Some parts of the country are seeing a decline in vaccine uptake, including Alberta where vaccination rates in 2022 dropped from 2018.

Bogoch noted the cases seen in Canada are predominantly imported or linked to travel. Health Canada's risk assessment from March stated there is a "high likelihood of infectious travellers with measles virus continuing to enter Canada and a high likelihood of multiple measles outbreaks." It added major impacts are "expected in health care settings, especially in pediatric facilities, as well as in un/under-vaccinated communities."

A child about to be given the MMR (mumps, measles, rubella) vaccination into their arm by a surgery nurse with a hypodermic syringe, England, UK.
Two doses of a measles vaccine provides nearly 100 per cent protection from the virus. (Getty)

Current recommendation for routine measles vaccines is two doses, the first administered at 12 to 15 months of age and the second dose at 18 months of age or after, but before school. It's also recommended to youth who missed the routine immunization, and susceptible adults born in or after 1970.

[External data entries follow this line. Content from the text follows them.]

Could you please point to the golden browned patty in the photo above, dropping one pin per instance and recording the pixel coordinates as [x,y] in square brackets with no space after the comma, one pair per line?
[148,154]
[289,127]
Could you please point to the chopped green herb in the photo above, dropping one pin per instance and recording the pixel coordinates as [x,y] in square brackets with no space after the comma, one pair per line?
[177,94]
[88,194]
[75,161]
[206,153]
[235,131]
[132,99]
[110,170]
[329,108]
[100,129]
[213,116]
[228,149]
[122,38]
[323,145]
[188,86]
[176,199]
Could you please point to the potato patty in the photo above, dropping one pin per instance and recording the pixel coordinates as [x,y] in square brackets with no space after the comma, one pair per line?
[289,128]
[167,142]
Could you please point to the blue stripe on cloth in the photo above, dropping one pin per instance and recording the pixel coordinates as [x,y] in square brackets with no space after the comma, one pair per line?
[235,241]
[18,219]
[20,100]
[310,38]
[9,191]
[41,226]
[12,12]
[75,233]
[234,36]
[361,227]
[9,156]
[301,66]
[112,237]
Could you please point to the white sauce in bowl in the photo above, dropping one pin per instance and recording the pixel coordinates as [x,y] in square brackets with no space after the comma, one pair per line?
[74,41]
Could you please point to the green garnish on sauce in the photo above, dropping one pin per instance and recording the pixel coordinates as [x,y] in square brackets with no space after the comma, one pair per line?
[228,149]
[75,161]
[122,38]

In Canada, the measles vaccine is only available in combination with mumps and rubella vaccine (MMR) or mumps, rubella and varicella vaccine (MMRV).

According to Health Canada, a single dose of measles-containing vaccine given at 12 or 15 months of age is estimated to be 85 to 95 per cent effective. "With a second dose, efficacy in children approaches 100 per cent."

But, because measles is so contagious, outbreaks have occurred despite high vaccination rates. That's why at least 95 per cent of the population "needs to be immunized to develop herd immunity."

The vaccine is safe, effective, and does a remarkable job in preventing infection.Dr. Isaac Bogoch

"Could we see the propagation of cases in Canada after we'd have an important case, if we do see lapses of vaccination?" Dr. Bogoch questioned, answering it wouldn't be surprising. "There's so little wiggle room with with measles."

Bogoch said some individuals, despite being pro-vaccine, might not be up to date due to receiving only one dose, especially those born before the 1990s. He encouraged those in doubt to consult health-care providers, including physicians, nurse practitioners or pharmacists.

"One dose provides pretty good protection against measles, but two doses is much better," he claimed.